Surtout au niveau des communes, y’en a des très clairs sur le budget et d’autres très opaques…
Le 31/01/2013 à 11h38
aucune donnée brute provenant du service d’état civil ou du cadastre n’ont été publiées
J’ai pourtant souvenir d’une cartographie des parcelles des cadastres. J’ai mangé l’adresse, mais je suis sûr d’avoir vu ça quelque-part. Y’avait les parcelles délimitées avec leur petit numéro et tout, ça m’avait d’ailleurs bluffé; mais y’avait pas le nom du propriétaire, par exemple.
[Edit : Il y a geoportail ]
Aucune donnée nominative du cadastre, certes, mais pas “aucune donnée du cadastre”.
Par contre lui, je trouve qu’il fait l’amalgame entre OpenData et Transparence. C’est carrément pas synonyme; moi j’peux vous fournir des péta de données bidons et de statistiques moisies vous en ferez jamais rien; et à l’inverse rien n’empêche aux élus la transparence par des sites web ou autre sans forcement à avoir à fournir des données en xml.

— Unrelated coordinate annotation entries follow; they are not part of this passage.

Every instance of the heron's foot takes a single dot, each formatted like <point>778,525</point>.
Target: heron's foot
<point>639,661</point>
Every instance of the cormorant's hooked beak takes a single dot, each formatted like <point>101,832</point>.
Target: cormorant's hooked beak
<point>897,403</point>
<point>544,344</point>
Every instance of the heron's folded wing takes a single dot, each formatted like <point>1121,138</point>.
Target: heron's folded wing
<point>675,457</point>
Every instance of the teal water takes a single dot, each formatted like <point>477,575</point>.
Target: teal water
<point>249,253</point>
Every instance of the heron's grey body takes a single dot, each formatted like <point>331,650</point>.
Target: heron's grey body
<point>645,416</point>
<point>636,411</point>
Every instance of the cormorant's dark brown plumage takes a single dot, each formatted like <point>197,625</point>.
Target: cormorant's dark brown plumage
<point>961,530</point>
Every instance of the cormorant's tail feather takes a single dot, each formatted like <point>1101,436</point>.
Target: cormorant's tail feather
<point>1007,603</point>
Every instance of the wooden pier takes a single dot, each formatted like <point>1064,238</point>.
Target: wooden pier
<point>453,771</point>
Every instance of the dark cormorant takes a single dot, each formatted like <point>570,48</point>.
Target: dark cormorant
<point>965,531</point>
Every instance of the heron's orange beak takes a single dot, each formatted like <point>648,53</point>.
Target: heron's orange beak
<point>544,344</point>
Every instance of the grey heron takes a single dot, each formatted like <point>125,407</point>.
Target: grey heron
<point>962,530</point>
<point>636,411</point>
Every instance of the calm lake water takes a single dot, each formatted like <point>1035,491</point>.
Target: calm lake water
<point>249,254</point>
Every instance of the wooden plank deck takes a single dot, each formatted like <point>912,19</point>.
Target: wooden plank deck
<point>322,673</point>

Après, effectivement, avec l’openData justement le BUT c’est de faire des recoupements, ce qui limite les possibilités de triche ou de cache-misère planqué au regards indiscret d’un analyste-journaliste consciencieux, mais un faisceau d’indices ne fait pas une preuve.
Le 31/01/2013 à 11h43
Après il faut laisser aux journalistes le soin de faire des études “sérieuses” avec ces données.
Pas seulement aux journalistes…A tous, même si je ne vois pas bien ce que j’en ferais! (pourquoi pas une application qui calcul l’inflation de mon propre “panier de la ménagère” en fonction de mes “vrais” achats) . L’argument étant que la collecte de ces info brutes (pas des statistiques prédigérées) étant financé par l’argent publique, chacun doit pouvoir en profiter.